How do you all pick up poop? The only other thing I can think of is raking onto a flat edged shovel but even that seems awfully tedious.


----------



## deerbunnyfarm (Dec 14, 2015)

I use a flat edge shovel or a broom


----------



## PurpleToad (Feb 14, 2016)

In their yard I just leave the berries, in the goat house (concrete floor) I use a broom to sweep them up.


----------



## toth boer goats (Jul 20, 2008)

I use a shovel.


----------



## TDG-Farms (Jul 12, 2013)

Pitchfork, rake, flat bottom shovel. Big floor broom if you are OCD like I am about it.

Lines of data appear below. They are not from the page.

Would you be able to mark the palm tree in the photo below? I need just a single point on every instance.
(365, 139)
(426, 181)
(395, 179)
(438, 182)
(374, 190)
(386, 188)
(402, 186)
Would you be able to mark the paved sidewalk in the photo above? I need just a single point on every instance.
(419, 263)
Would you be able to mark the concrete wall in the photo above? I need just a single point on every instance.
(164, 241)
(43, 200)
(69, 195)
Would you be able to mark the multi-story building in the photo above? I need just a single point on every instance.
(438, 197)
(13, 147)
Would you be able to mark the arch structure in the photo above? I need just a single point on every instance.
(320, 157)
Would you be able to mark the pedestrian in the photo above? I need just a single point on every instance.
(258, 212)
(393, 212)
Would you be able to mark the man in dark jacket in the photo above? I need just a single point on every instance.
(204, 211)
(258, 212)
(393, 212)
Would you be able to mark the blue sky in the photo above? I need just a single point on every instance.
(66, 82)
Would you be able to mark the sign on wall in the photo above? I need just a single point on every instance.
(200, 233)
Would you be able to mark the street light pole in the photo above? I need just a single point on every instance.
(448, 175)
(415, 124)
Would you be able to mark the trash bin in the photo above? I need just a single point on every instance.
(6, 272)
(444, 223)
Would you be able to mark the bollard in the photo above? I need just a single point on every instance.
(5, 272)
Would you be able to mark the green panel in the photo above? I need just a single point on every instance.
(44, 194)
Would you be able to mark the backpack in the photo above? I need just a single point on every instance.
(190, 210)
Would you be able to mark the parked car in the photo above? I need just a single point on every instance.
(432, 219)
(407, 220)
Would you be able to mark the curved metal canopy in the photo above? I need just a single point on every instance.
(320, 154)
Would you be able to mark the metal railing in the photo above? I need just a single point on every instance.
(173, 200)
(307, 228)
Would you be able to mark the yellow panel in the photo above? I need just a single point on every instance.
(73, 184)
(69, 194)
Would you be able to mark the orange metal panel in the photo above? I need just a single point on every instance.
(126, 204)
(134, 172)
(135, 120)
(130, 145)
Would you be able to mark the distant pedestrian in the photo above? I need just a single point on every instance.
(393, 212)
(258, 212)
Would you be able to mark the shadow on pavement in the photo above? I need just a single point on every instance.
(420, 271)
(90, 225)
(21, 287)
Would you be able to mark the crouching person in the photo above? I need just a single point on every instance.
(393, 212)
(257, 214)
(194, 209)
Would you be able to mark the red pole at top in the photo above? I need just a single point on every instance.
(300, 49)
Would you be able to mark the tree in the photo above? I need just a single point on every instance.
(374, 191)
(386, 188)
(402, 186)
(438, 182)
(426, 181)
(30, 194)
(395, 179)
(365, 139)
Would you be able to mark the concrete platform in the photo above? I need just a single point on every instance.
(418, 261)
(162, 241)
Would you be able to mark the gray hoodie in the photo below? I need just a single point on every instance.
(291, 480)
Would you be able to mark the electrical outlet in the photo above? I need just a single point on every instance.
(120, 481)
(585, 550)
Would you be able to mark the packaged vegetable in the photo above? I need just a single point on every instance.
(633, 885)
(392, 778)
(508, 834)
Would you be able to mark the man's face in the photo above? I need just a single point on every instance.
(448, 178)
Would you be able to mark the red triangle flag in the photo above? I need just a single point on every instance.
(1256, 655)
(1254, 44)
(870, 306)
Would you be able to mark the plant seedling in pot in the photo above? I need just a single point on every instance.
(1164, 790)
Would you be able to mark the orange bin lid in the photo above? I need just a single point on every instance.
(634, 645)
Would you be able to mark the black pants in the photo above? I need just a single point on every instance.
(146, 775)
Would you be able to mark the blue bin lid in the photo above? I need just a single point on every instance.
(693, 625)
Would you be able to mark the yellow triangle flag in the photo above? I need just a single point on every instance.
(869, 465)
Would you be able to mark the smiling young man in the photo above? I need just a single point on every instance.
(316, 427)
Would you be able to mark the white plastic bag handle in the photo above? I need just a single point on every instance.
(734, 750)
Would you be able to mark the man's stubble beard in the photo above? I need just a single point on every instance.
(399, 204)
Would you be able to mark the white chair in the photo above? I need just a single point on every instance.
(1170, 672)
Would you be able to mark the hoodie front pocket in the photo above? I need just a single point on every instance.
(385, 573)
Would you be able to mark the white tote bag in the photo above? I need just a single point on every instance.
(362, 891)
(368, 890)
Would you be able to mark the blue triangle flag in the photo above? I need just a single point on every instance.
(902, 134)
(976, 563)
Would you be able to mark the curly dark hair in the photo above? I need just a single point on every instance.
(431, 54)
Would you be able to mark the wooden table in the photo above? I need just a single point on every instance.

But here is the deal. They are going to make more. So if you leave a few berries its not big deal. Even if you got every single one, there is also going to be new ones


----------



## Dayna (Aug 16, 2012)

I have one of these. Works great for goat poop and donkey poop.

http://www.theoriginalhorsetackcompany.com/blue-hawaii-poop-scoop-76760-prd1.htm


----------



## Snookie (Mar 25, 2015)

I use a superfork to pick up big stuff (hay, shavings, etc.) Then I use a broom and dust pan (the long handle ones, like they use in restaurants) to sweep up the rest.

I sprinkle some PDZ on the wet spots, throw a few shavings on top of that. I have rubber mats in my stalls so once a week I use their water buckets to rinse the floor off.

For the porch outside their stalls, I use a leaf blower.


----------